When the lecturer warned us this weeks lecture would be somewhat boring and nerdy, I don't think I appreciated how boring and nerdy it would actually be. I think it was my own lack of interest in the subject, however. The way in which computers and the internet was born and has, for lack of a better phrase, taken over the world. How is it that I found learning about something in which a huge chunk of my life is basically devoted to so uninteresting?
Why is it that millions of people devote their lives to the internet, spend hours upon hours a week exploring the many wonders of it, but have no idea as to how it got to be what it is today, somewhat necessary?

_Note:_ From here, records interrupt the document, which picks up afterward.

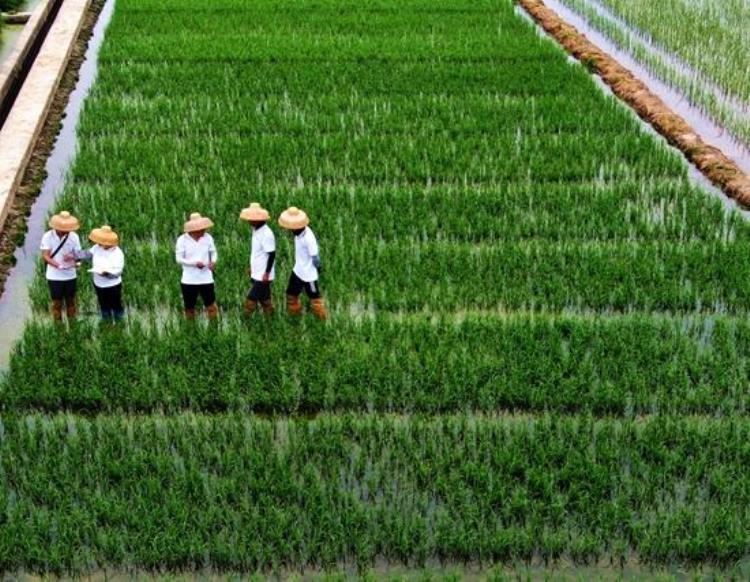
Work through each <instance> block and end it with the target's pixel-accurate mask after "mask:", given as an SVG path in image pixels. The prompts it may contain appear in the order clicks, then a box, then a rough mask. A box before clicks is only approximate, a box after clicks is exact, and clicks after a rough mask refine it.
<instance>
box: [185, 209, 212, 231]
mask: <svg viewBox="0 0 750 582" xmlns="http://www.w3.org/2000/svg"><path fill="white" fill-rule="evenodd" d="M213 225H214V223H213V222H211V219H210V218H206V217H205V216H201V215H200V214H198V213H197V212H193V213H192V214H191V215H190V220H188V221H187V222H186V223H185V232H195V231H196V230H208V229H209V228H211V227H212V226H213Z"/></svg>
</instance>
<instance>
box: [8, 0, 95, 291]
mask: <svg viewBox="0 0 750 582" xmlns="http://www.w3.org/2000/svg"><path fill="white" fill-rule="evenodd" d="M103 6H104V0H94V1H93V2H92V3H91V7H90V8H89V11H88V14H86V19H85V21H84V24H83V28H82V29H81V32H80V33H79V34H78V38H77V39H76V42H75V46H74V47H73V52H72V53H71V56H70V59H69V61H68V65H67V67H66V69H65V73H64V74H63V77H62V79H61V80H60V85H59V87H58V88H57V91H56V93H55V97H54V99H53V101H52V105H51V106H50V110H49V113H48V115H47V119H46V120H45V122H44V127H43V128H42V132H41V134H40V135H39V139H38V140H37V143H36V146H35V147H34V152H33V153H32V155H31V159H30V160H29V164H28V166H27V168H26V172H25V173H24V176H23V179H22V181H21V185H20V187H19V188H18V192H17V193H16V195H15V198H14V200H13V204H12V206H11V208H10V210H9V212H8V218H7V219H6V221H5V226H4V228H3V229H2V231H0V295H2V292H3V289H4V288H5V281H6V279H7V278H8V273H9V271H10V270H11V268H12V267H13V264H14V257H13V252H14V251H15V249H16V247H17V246H20V245H22V244H23V240H24V236H25V235H26V218H27V217H28V216H29V214H31V206H32V204H34V201H35V200H36V198H37V196H38V195H39V192H40V190H41V188H42V183H43V182H44V179H45V177H46V172H45V165H46V163H47V158H48V157H49V155H50V152H51V151H52V148H53V146H54V144H55V139H56V137H57V134H58V132H59V131H60V125H61V123H62V119H63V114H64V112H65V107H66V106H67V104H68V98H69V97H70V94H71V92H72V91H73V89H74V88H75V86H76V83H77V81H78V71H79V69H80V68H81V64H82V63H83V60H84V57H85V55H86V47H87V46H88V43H89V40H90V38H91V34H92V32H93V30H94V25H95V24H96V21H97V19H98V18H99V13H100V12H101V10H102V8H103Z"/></svg>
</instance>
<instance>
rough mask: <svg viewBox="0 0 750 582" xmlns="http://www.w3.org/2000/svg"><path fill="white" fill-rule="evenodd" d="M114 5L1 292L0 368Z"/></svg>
mask: <svg viewBox="0 0 750 582" xmlns="http://www.w3.org/2000/svg"><path fill="white" fill-rule="evenodd" d="M114 6H115V0H107V2H106V4H105V5H104V8H103V9H102V12H101V15H100V16H99V20H98V21H97V23H96V26H95V27H94V30H93V35H92V37H91V40H90V42H89V45H88V48H87V50H86V56H85V59H84V61H83V63H82V64H81V69H80V72H79V79H78V82H77V83H76V86H75V89H74V90H73V92H72V93H71V94H70V100H69V101H68V105H67V107H66V108H65V115H64V118H63V122H62V128H61V130H60V134H59V135H58V136H57V141H56V142H55V145H54V148H53V149H52V153H51V155H50V157H49V159H48V160H47V164H46V166H45V169H46V172H47V178H46V179H45V181H44V184H43V185H42V190H41V192H40V194H39V197H38V198H37V200H36V202H34V205H33V206H32V208H31V216H29V218H28V223H27V224H28V232H27V233H26V239H25V240H24V244H23V246H22V247H19V248H17V249H16V252H15V253H14V255H15V258H16V265H15V267H13V269H12V270H11V272H10V274H9V276H8V279H7V281H6V283H5V291H4V292H3V294H2V295H1V296H0V370H4V369H6V368H7V367H8V362H9V360H10V351H11V349H12V347H13V344H14V343H15V342H16V341H17V340H18V339H19V338H20V337H21V333H22V332H23V327H24V323H25V322H26V320H27V319H28V318H29V317H30V316H31V302H30V300H29V287H30V285H31V281H32V279H33V278H34V274H35V272H36V270H37V268H38V265H39V241H40V240H41V238H42V234H44V231H45V230H46V229H47V226H46V223H47V218H48V216H49V212H50V210H51V209H52V207H53V205H54V203H55V199H56V198H57V196H58V194H59V193H60V191H61V190H62V186H63V183H64V180H65V175H66V173H67V171H68V168H70V164H71V163H72V161H73V158H74V156H75V152H76V147H77V135H76V126H77V125H78V119H79V117H80V115H81V109H82V106H83V102H84V100H85V99H86V96H87V95H88V94H89V91H90V90H91V87H92V85H93V84H94V81H95V79H96V73H97V70H98V62H99V48H100V47H101V44H102V41H103V40H104V32H105V30H106V28H107V25H108V24H109V21H110V20H111V18H112V13H113V12H114Z"/></svg>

While I unfortunately found this weeks lecture immensely boring and I don't mean to offend, it did, however, allow me to ponder the way in which the internet and computers in general have grown into a super power of the 21st century. As a member of generation Y, I find it somewhat difficult to comprehend how members of previous generations coped with such primitive technology. While at the time of its arrival it was indeed as mesmerising as the iPhone4 may be now, the way in which the world went around before the technology we have today is an interesting thought.
This concept then triggered the thought that while I find the world we live in to be technologically advanced, it's likely a 17 year old in 1975 did so as well. In another 35 years, will another seventeen year old be sitting on their laptop, or possibly the newly introduced computer in their mind, for lack of imagination, asking themselves how seventeen year olds survived in 2010 without their iPhone45.
In conclusion, week three's lecture, while somewhat boring in my opinion, did exactly what I want from this course and that is to encourage me to think about the world I live in and the way in which its growing.